Chapitre 17 : Une rencontre intéressante

2956 mots, Catégorie: G

Dernière mise à jour 05/08/2022 20:27

Narcissa était désormais en quatrième année, et commençait à se demander si elle connaîtrait une seule année de sérénité à Poudlard.

Pendant ses deux premières années, elle s'était fait du souci pour sa mère, évidemment : le Croculus Sativus avait lentement perdu en efficacité, et la mère de Narcissa n'avait pas trouvé de remède alternatif qui puisse soulager ses crises fulgurantes de douleurs articulaires et de migraines. De plus, d'autres Magicomage s'étaient penchés sur son cas, et avaient exprimé leur désaccord sur le diagnostic initial de Saviriose, ce qui ajoutait encore à la confusion et au désarroi de la famille Black.

Narcissa s'était également inquiétée à propos de Bellatrix. Elles avaient échangé de nombreuses lettres, et Bellatrix répondait toujours de manière vague, même lorsque Narcissa lui réclamait des détails. Narcissa savait simplement qu'elle avait rencontré dans le Poudlard Express un homme extrêmement ingénieux, qui lui avait tendu la main alors qu'elle était au plus bas, qui lui avait généreusement procuré une nouvelle baguette, et qui l'aidait désormais à perfectionner sa pratique de la magie.

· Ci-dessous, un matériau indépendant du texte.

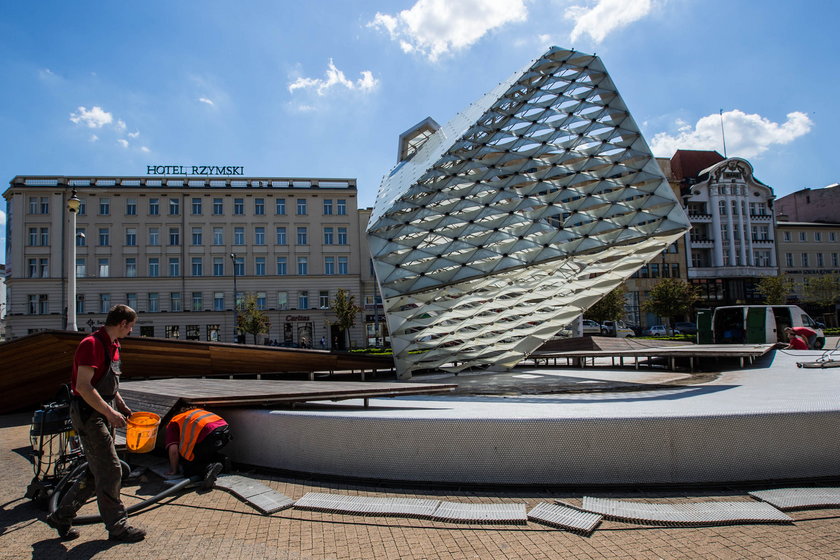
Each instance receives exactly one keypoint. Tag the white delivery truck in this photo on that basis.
(753, 324)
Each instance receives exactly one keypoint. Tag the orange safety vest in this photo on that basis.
(190, 424)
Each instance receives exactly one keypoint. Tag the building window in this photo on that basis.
(193, 332)
(104, 303)
(154, 302)
(198, 301)
(175, 301)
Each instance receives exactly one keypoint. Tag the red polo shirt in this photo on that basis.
(91, 353)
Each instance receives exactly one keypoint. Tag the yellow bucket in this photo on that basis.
(141, 431)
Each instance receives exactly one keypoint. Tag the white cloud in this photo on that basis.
(437, 27)
(747, 136)
(605, 16)
(96, 117)
(335, 78)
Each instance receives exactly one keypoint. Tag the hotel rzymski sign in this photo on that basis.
(195, 170)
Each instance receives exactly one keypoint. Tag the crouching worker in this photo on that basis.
(194, 438)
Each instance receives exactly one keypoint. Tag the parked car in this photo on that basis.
(617, 329)
(686, 327)
(659, 330)
(590, 327)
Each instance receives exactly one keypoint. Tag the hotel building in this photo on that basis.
(182, 250)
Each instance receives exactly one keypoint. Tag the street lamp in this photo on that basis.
(233, 260)
(73, 207)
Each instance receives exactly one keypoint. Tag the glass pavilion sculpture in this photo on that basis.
(499, 228)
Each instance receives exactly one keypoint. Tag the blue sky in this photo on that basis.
(323, 88)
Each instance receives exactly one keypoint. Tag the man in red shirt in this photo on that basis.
(195, 437)
(96, 409)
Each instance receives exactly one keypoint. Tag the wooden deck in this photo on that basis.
(164, 396)
(35, 366)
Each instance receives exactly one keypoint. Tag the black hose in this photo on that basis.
(68, 480)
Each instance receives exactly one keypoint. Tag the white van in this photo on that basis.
(754, 324)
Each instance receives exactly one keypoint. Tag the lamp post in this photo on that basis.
(233, 260)
(73, 204)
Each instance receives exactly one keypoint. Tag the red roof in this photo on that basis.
(689, 163)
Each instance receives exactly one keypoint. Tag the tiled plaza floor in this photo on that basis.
(217, 525)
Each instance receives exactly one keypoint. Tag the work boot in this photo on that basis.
(66, 532)
(213, 470)
(129, 534)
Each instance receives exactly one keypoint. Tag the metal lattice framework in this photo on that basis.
(516, 216)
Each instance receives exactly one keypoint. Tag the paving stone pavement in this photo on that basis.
(215, 524)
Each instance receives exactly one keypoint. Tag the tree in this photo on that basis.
(252, 319)
(610, 307)
(345, 310)
(670, 297)
(822, 290)
(775, 289)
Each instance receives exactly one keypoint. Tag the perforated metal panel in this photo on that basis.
(516, 216)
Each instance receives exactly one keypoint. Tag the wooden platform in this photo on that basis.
(163, 396)
(36, 365)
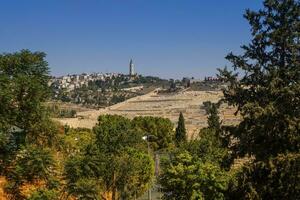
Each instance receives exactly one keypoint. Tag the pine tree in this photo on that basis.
(267, 98)
(180, 134)
(213, 118)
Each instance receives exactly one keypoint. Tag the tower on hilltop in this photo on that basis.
(131, 68)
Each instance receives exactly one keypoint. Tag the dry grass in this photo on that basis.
(161, 105)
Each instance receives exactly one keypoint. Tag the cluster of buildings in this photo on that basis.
(71, 82)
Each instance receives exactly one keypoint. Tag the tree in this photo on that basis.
(159, 127)
(24, 86)
(180, 133)
(25, 123)
(213, 118)
(276, 179)
(267, 97)
(112, 165)
(267, 94)
(184, 177)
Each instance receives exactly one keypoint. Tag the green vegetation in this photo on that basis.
(40, 159)
(160, 128)
(267, 98)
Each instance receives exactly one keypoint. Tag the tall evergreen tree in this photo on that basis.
(180, 134)
(267, 98)
(213, 118)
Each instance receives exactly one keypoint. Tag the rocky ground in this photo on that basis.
(161, 105)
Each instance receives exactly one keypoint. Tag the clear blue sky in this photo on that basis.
(166, 38)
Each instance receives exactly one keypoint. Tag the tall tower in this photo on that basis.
(131, 68)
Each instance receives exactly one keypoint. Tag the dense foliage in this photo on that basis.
(113, 165)
(267, 98)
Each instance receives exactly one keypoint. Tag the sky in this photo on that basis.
(165, 38)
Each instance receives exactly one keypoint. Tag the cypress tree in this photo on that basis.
(180, 134)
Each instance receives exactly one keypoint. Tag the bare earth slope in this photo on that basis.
(161, 105)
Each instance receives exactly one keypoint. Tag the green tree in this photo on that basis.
(180, 133)
(184, 177)
(267, 97)
(213, 118)
(24, 121)
(159, 127)
(113, 162)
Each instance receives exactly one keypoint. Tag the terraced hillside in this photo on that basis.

Narcissa, préoccupée par la facilité avec laquelle Bellatrix se faisait parfois embobiner, avait immédiatement souhaité connaître l'identité de cet instructeur mystérieux. Bellatrix avait refusé de lui donner son nom, mais elle lui avait promis que bientôt, elle lui ferait rencontrer ce professeur si talentueux, auquel elle vouait une profonde admiration. Et puis, le temps avait passé, la situation s'était stabilisée, et à force de réassurance, Narcissa avait fini par croire que ses leçons de magie nocturnes lui étaient profitables.

Mais le répit avait été de courte durée : à peine Narcissa avait-elle été rassurée sur le sort de Bellatrix, que son père essuyait une défaite cuisante face à Eugenia Jenkins, pour l'obtention du poste de Ministre de la Magie. Depuis, il était plus irascible que jamais, ce qui n'améliorait guère la situation au 12, square Grimmaurd. Narcissa avait essayé d'arranger les choses, mais son père s'était montré hermétique à toute tentative de réconfort : elle s'était donc résignée à le regarder maronner dans son coin, et à laisser la situation évoluer d'elle-même.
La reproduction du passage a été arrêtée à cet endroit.